I watched her eyes fill with tears.
“I found this stuck in my garden gate this morning.” I touched the letter she held in her lap. Ida twitched reflexively, as if afraid I would take it from her. “It’s how I knew to come here.”
Ida said nothing. She sta
rted to read.
It was a long letter. A long story. She didn’t rush through it, like I did, hands shaking, breath held. She took her time, drank it all in. She didn’t once look up from the page.
In my pocket, my phone pinged a message. It was Finn.
Where the fuck are you, Deena? Rachel’s now calling Mam because you said you’d be staying here for a few days. I had to bullshit about you being up in my room but not wanting to talk. Mam’s only buying it because of the funeral. Haven’t heard from you all day. Starting to freak out here. Tell me where you are or I’m calling Rachel
Don’t freak out. I’m in Galway. Explanation forthcoming.

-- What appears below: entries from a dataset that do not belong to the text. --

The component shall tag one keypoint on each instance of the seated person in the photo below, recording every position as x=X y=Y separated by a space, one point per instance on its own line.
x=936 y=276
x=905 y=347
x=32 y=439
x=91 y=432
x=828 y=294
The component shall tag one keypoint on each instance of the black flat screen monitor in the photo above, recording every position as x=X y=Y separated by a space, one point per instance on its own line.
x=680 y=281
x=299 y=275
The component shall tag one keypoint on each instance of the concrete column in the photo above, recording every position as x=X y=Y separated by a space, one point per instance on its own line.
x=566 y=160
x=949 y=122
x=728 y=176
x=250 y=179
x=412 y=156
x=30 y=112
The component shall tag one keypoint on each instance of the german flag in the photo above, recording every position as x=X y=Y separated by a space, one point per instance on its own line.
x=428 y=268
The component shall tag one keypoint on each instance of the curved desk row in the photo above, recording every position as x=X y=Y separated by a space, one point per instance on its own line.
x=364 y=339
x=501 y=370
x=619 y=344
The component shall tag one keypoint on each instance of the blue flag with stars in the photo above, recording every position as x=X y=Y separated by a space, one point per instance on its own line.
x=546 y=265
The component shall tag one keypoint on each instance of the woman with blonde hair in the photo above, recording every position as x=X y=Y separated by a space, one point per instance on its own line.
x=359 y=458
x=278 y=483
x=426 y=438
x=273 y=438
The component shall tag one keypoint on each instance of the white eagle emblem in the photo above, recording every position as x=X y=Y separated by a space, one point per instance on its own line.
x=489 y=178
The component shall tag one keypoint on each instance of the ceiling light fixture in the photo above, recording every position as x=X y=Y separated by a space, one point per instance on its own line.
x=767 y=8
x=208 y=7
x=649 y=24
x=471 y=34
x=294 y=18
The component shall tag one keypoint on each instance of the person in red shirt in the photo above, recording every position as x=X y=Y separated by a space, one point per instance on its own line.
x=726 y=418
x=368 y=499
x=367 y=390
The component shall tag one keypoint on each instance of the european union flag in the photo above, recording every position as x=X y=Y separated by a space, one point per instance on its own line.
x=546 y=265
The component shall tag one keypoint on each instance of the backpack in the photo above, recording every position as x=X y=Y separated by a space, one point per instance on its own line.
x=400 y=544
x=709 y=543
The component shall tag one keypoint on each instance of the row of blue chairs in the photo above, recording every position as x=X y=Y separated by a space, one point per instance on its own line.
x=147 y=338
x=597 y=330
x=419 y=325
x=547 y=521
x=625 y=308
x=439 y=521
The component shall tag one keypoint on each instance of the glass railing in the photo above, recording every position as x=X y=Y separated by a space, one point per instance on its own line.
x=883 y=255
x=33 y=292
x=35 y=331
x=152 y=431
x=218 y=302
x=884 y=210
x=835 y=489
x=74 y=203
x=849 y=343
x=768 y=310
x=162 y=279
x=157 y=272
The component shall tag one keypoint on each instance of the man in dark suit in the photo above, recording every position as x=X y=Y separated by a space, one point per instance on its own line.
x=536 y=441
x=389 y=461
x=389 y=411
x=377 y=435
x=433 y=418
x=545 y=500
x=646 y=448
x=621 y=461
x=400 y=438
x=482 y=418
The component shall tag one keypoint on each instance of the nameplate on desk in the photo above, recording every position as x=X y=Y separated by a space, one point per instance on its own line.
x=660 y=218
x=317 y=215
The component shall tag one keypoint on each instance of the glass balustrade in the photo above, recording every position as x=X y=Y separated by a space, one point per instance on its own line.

Finn’s response was immediate and contained an uncharacteristic number of exclamation points.
WTF ARE YOU DOING IN GALWAY THAT DOESN’T HELP IN THE SLIGHTEST!!!!!!!
A small sound from Ida, not quite a gasp. She turned over the last page of the letter, then turned it back again.
“That’s where it ends?”
I put my phone down, ignoring Finn’s incoming call. “Yeah. With the address of your school.”
Ida took a breath, shook her head. “She sure could tell a story, your sister.” She stacked the pages so their edges aligned perfectly, shushed the lot back in the envelope. “What’s the deal with this curse she talks about at the start?”
I tried to shuffle my thoughts into order. The deal with the curse was still a little blurry to me. “Mandy believes there’s a curse on the Rys family, heralded by three banshees.”
“Banshees,” said Ida, one eyebrow raised. “Like ghosts who scream before somebody dies.”
“That’s right. Only here the scream is part of the warning.” I had to swallow hard before speaking, brushing aside the scream of the woman in the bay, the long gray hairs wrapped around the gate. Nowhere in Mandy’s explanations had she said anything about actually seeing these ghosts. “And it doesn’t necessarily announce a death.”